This workflow describes how to find substrings in sequences and group these sequences by different parameters.
First, the workflow reads sequences and text strings (patterns) from files. Then, these data sets are multiplexed using this rule: every sequence is united with every pattern. After multiplexing these united data sets are transported to the find patterns element. The results of patterns searching are grouped by id of a sequence: original and find patterns annotations are united into two new grouped annotations sets. And finally, the grouped data are written into file, specified by a user.

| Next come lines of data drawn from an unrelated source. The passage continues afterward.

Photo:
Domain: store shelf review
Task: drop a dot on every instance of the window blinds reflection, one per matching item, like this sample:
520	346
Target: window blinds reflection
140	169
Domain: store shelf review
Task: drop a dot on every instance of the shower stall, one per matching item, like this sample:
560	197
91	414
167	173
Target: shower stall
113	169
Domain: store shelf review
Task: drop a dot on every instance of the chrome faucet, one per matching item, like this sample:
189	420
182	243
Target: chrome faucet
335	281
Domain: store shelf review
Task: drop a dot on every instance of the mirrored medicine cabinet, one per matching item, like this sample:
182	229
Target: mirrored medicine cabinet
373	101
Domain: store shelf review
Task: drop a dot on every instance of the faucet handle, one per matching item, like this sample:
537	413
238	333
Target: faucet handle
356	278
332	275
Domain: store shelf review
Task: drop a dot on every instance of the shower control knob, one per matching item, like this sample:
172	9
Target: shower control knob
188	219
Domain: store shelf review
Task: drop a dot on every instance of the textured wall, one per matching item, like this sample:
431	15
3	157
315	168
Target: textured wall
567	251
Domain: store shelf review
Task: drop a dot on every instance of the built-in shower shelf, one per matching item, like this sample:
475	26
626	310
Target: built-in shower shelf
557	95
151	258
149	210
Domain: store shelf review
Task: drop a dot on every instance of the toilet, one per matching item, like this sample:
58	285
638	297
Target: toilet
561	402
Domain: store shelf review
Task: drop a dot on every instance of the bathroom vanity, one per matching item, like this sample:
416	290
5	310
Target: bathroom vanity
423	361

By default, sequence multiplexed using the rule “1 to 1”. You can configure this value in the Multiplexer element parameters. Also, you can configure the Pattern element parameters and Grouper element parameters.
How to Use This Sample
If you haven't used the workflow samples in UGENE before, look at the "How to Use Sample Workflows" section of the documentation.
Workflow Sample Location
The workflow sample "Find Substrings at Sequences" can be found in the "Data Merging" section of the Workflow Designer samples.
Workflow Image
The workflow looks as follows:
Workflow Wizard
The wizard has 3 pages.
Input sequence(s): On this page you must input sequence(s).
Input pattern(s): On this page you must input pattern(s).
Find substrings: On this page you can modify search and output parameters.
The following parameters are available:
Annotate as Name of the result annotations. Allow Insertions/Deletions Takes into account possibility of insertions/deletions when searching. By default substitutions are only considered. Search in Translation Translates a supplied nucleotide sequence to protein and searches in the translated sequence. Support ambiguous bases
Performs correct handling of ambiguous bases. When this option is activated insertions and deletions are not considered.
Qualifier name
Name of qualifier in result annotations which is containing a pattern name.
Max Mismatches
Maximum number of mismatches between a substring and a pattern.
Result file
Location of output data file. If this attribute is set, slot "Location" in port will not be used.
Accumulate results
Accumulate all incoming data in one file or create separate files for each input.In the latter case, an incremental numerical suffix is added to the file name.